In Memoriam Simon Lane
par Gérard-Georges Lemaire
Tout individu porte en lui un fragment de mythologie. Et toi, plus
encore que bien d’autres.
Je commencerai donc cette histoire,
qui est ton histoire, par une sorte de fable, une légende dans le
genre d’Apulée, mais dans l’esprit de notre temps.
Au commencement était une
demeure bien chaude et accueillante, mais que tu devais partager avec
quelqu’un d’autre. Cette autre personne n’était
autre que ton frère jumeau Guy. Au début, les relations ont
été difficiles et les disputes, nombreuses. Avec le temps et
nécessité faisant loi, vous avez fini par vous apprivoisez
l’un l’autre et l’espace restreint où vous
résidiez ne vous laissait pas beaucoup d’alternative :
ou cohabiter ou vous égorgez l’un l’autre.
L’intimité excessive de cette maison ovoïdale vous a
porté à vous faire des confidences et à titrer des
plans sur la comète. Tout partait d’une passion
partagée et même exclusive pour le signe typographique. Tu
voyais la chose à la manière de Virginia Woolf et de son
mari Leonard : fonder une maison d’édition où
chacun serait à la fois écrivain et éditeur, petite
main et lecteur. Mais Guy ne l’entendait pas de cette oreille. Il se
pouvait s’imaginer autrement que comme éditeur. Et toi, tu ne
voyais pas manipuler des caractères d’imprimerie du matin
jusqu’au soir, les main pleine d’encre, ni faire des paquets
à livrer comme l’auteur d’Orlando. Et puis
l’exemple d’Honoré de Balzac qui s’est
ruiné avec son imprimerie rue de Visconti à Paris ne te
donnait pas trop l’envie de te lancer dans ce genre
d’expérience. Alors tu as décidé
d’être écrivain et rien d’autre au monde. Mais Guy
se récria aussitôt qu’avec la prose que tu allais
écrire, la maison ne pouvait que courir à sa ruine. Un
compromis fut trouvée au huitième mois : Guy ferait bel
et bien la maison d’adition et Simon serait l’auteur exclusif
de cette entreprise familiale à titre d’essai.
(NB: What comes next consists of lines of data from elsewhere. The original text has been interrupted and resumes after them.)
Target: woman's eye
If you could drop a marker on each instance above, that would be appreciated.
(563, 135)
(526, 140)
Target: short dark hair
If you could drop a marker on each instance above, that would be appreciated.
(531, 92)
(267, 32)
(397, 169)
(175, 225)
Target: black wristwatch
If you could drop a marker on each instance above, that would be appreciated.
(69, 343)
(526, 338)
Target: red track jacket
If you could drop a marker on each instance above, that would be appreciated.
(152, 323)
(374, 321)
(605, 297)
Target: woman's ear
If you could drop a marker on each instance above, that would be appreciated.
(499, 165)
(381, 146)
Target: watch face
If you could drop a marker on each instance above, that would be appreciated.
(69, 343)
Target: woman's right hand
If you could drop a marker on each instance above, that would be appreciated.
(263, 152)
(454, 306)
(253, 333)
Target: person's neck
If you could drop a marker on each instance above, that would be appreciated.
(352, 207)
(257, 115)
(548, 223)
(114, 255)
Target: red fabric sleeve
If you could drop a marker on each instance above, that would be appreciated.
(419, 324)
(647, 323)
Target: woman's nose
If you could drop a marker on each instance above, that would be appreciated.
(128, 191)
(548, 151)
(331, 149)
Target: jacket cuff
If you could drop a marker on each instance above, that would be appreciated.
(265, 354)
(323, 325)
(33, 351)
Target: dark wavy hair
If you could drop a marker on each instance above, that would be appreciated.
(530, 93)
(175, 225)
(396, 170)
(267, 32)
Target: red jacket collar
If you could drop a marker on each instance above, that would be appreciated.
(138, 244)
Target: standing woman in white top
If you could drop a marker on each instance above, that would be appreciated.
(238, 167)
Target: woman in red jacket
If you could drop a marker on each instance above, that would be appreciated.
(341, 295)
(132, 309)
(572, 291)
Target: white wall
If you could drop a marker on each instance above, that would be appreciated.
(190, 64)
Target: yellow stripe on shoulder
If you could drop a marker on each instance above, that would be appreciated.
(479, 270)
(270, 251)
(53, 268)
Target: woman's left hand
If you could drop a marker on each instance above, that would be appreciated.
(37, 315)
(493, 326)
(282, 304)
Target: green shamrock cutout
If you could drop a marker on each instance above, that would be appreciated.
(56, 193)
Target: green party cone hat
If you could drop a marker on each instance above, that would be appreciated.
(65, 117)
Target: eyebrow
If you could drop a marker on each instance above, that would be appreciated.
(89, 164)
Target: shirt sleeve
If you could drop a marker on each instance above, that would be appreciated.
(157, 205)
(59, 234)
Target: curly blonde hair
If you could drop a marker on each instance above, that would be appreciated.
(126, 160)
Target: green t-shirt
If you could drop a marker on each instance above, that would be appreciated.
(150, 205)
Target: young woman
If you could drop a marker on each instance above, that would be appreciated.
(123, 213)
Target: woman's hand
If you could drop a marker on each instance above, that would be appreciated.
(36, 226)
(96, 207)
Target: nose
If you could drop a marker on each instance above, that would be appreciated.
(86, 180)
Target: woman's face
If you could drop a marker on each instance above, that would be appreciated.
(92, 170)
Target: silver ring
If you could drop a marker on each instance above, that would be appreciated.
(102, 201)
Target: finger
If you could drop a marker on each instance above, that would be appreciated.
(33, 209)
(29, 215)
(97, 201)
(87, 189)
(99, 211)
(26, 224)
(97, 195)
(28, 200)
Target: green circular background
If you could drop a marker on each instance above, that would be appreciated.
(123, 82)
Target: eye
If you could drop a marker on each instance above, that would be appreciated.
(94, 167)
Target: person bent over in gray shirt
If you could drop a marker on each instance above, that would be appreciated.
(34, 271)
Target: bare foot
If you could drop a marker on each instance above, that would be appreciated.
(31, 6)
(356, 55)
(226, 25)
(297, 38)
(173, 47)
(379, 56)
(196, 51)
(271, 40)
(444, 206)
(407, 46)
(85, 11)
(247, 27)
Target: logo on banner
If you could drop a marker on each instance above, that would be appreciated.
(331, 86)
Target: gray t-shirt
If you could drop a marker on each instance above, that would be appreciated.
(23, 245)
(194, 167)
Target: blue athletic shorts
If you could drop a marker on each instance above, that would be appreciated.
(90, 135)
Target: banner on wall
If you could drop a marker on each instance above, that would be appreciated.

Les mois les années ont passé depuis la naissance de ce couple zygomatique. Je vous passe l’enfance anglaise, les années d’études : prenez n’importe quel romancier anglais du XIXe ou du XXe siècle et vous saurez en gros ce qui s’est déroulé. Simon s’est mis à écrire et Guy, avec beaucoup plus de pragmatisme, a fondé sa maison d’édition. Tout s’est passé comme prévu et Simon y a faut paraître ses premières œuvres de fiction. Mais, après ces débuts prometteurs, la réalité rattrapa les jumeaux : le contrat était merveilleux dans la sphère du ventre maternelle, mais dans la réalité, il s’est révélé désastreux. Et plus l’un tendant de s’ancrer dans le concret, plus l’autre allait dans les nuées où sa fantaisie le conduisait. La rupture était inévitable. Cet éloignement qui s’est produit si vite n’a pas entamé l’affection qui les liait si étroitement, mais leur collaboration pouvait la mettre en danger. Alors chacun est allé dans sa direction. Et c’est pourquoi j’ai connu Simon.